Byron Bay naturopath Reine DuBois says complementary and alternative medicine is gaining more widespread acceptance, including among the medical fraternity.
Byron Bay naturopath Reine DuBois says complementary and alternative medicine is gaining more widespread acceptance, including among the medical fraternity. Kate O’Neill

Journal attacks medical options

ALTERNATIVE therapies like naturopathy and homeopathy cannot be dismissed as “a waste of time” and should go hand-in-hand with conventional medical practice, says Byron Bay complementary medicine practitioner, Reine DuBois.

Ms DuBois was responding to comments from the University of NSW's Emeritus Professor of Medicine, John Dwyer, in this month's edition of The Medical Journal of Australia, in which he says treatments like homeopathy, iridology and reflexology are “useless”.

Professor Dwyer argues that it is unethical to prescribe alternative treatments that lack an evidence base and to do so is to abandon scientific medicine.

“Consumers of health care are increasingly exposed to a plethora of nonsense (non-science ) claims that waste their money, distance them from effective health care strategies and not infrequently, cause harm,” he writes.

But Ms Dubois, who has been practicing naturopathy and homeopathy for 12 years, said Australians spend $2 billion on complementary therapies each year because they are safe and they work.

“Complementary and alternative medicines have a much lower rate of side effects and the public like this option,” she said.

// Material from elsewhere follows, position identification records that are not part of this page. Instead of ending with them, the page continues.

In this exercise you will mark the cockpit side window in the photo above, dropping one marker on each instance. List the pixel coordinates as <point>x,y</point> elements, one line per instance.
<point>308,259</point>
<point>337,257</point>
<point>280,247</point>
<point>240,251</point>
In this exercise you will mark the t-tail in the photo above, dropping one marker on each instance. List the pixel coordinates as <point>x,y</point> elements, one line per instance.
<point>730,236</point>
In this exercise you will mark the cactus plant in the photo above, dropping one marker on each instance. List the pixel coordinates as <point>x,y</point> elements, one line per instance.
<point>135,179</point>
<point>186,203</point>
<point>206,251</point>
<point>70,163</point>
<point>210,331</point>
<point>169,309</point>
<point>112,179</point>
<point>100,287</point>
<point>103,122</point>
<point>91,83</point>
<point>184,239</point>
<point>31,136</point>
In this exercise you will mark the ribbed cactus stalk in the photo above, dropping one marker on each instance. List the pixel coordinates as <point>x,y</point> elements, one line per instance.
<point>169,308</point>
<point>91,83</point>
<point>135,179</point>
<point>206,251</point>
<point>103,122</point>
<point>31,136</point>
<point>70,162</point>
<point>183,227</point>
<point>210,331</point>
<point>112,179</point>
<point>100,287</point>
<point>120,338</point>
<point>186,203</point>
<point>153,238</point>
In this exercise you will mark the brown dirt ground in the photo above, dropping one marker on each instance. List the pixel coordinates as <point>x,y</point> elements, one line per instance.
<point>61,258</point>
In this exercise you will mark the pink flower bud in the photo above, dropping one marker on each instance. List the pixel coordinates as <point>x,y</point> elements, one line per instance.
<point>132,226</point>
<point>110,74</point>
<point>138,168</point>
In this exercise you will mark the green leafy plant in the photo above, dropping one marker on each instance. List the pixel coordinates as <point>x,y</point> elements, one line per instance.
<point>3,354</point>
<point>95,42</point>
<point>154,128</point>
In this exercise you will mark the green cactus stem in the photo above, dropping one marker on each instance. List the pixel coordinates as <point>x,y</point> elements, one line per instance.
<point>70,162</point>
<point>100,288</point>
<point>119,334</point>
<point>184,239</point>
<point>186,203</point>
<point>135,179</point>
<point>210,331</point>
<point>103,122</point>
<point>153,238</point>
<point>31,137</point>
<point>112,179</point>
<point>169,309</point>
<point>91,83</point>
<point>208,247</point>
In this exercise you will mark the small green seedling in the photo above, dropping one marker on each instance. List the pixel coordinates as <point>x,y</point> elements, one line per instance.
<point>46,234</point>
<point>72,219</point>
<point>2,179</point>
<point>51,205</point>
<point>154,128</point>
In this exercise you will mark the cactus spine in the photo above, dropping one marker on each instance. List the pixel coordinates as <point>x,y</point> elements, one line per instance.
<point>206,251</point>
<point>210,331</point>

People also wanted more than the 15 minute consultation and prescription provided by a conventional GP, she said.

Ms DuBois, who plans to open a $5 million integrative health facility in Byron Bay next year, said the effectiveness of many alternative therapies and medicines may not have been scientifically proven, but seeing results among her patients was proof enough.

Alstonville GP and member of the Northern Rivers General Practice Network, Tony Lembke, said many patients chose complementary therapies and many appeared to benefit from their choice.

But he said it was a GP's responsibility to let patients know what treatments have been shown to be effective, what treatments are not effective and what have been shown to be unsafe.